The Walker words of wisdom when it comes to taking the giant leap and buying that new car are always: Go rent one first.
It makes sense. It’s a great way of seeing how a car can stand up to the abusive thrashing from hundreds of pedal-to-the-metal daily renters.
You can also take it home for the day, a couple of days or even a week, and see whether it fits your garage, your golf clubs, your pooch, and your daily commute.
So often the giddy euphoria you get for that 15-minute, once-round-the-block dealer test drive can turn to ho-hum disillusionment after a few days of use.
For months now I’ve been extolling the virtues of Ford’s latest Fusion mid-size sedan. I’ve driven a couple of shiny, factory-fresh examples from the press fleets and gave them a Five-Star rating.
So on a recent trip to New Jersey — yes, I go to all the exotic locales — I asked the nice lady at the Avis desk at Newark if, by any chance, she had a Fusion I could drive, telling her the little white lie that I was pondering a purchase.
What I got were the keys to a ruby red metallic Fusion SE with base 2.5-liter four-cylinder, six-speed auto, the optional 18-inch alloys and moon roof. I priced it out on Ford’s website at $26,775.
With 11,850 miles on the clock it had obviously passed the first blooms of youth. But apart from the slightly dull paint from a gazillion automatic car washes, grubby wheels and the appalling interior aroma of synthetic forest pine, it was in great shape.

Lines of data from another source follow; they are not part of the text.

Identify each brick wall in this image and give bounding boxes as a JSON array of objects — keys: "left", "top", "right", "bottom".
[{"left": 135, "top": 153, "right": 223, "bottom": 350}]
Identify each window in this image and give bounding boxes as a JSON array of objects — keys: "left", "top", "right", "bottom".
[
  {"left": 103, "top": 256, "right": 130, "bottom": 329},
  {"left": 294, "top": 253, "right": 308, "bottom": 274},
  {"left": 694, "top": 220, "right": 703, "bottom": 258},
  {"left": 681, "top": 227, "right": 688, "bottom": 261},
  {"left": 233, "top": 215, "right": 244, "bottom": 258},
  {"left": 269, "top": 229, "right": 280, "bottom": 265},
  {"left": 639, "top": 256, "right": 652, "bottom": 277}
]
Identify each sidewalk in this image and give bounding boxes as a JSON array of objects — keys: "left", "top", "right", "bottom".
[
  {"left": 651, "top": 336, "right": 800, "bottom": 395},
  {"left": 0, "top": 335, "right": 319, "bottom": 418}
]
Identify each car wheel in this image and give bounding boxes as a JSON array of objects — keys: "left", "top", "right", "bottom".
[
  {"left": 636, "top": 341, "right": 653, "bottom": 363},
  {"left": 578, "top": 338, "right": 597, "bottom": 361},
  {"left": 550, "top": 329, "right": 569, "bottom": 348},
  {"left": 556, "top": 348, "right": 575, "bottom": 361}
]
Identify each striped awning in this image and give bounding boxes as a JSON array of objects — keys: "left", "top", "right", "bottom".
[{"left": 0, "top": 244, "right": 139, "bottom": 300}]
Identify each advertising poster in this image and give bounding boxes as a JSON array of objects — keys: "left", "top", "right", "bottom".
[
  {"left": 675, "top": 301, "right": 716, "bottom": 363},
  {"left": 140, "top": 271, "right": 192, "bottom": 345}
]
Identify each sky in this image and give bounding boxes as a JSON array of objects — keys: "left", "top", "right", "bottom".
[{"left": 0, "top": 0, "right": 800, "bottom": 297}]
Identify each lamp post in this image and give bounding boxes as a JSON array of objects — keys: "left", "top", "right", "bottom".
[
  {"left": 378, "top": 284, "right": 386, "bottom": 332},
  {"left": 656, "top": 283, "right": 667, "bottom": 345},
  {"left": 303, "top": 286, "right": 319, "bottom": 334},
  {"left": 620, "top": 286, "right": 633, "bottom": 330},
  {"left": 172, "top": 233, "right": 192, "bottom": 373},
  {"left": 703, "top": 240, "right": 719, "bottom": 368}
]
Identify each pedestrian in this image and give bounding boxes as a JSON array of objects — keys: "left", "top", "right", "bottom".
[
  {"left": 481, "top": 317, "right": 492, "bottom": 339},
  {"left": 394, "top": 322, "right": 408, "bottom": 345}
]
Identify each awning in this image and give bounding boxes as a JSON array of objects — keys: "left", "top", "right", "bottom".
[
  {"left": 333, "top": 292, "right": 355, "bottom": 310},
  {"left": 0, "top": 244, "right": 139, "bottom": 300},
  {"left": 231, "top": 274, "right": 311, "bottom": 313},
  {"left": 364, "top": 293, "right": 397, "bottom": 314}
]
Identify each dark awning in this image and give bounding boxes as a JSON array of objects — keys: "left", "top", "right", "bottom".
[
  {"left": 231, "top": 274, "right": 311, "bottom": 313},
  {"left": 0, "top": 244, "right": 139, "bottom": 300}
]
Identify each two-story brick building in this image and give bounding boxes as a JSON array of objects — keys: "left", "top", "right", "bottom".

And it drove like it had just left the factory with nary a squeak or rattle, a click or a clunk.
No, the workhorse 2.5-liter four-banger isn’t as refined or responsive as the new 1.6 EcoBoost turbo, but it still does the job. And over my two-day, 280-mile trip, it averaged a solid 31 to the gallon.
What’s more, the Fusion’s electric power steering, responsive handling and smooth ride were as good as I remembered from previous drives.
What the rental did was confirm that this is a great way of evaluating a car before signing on the dotted line.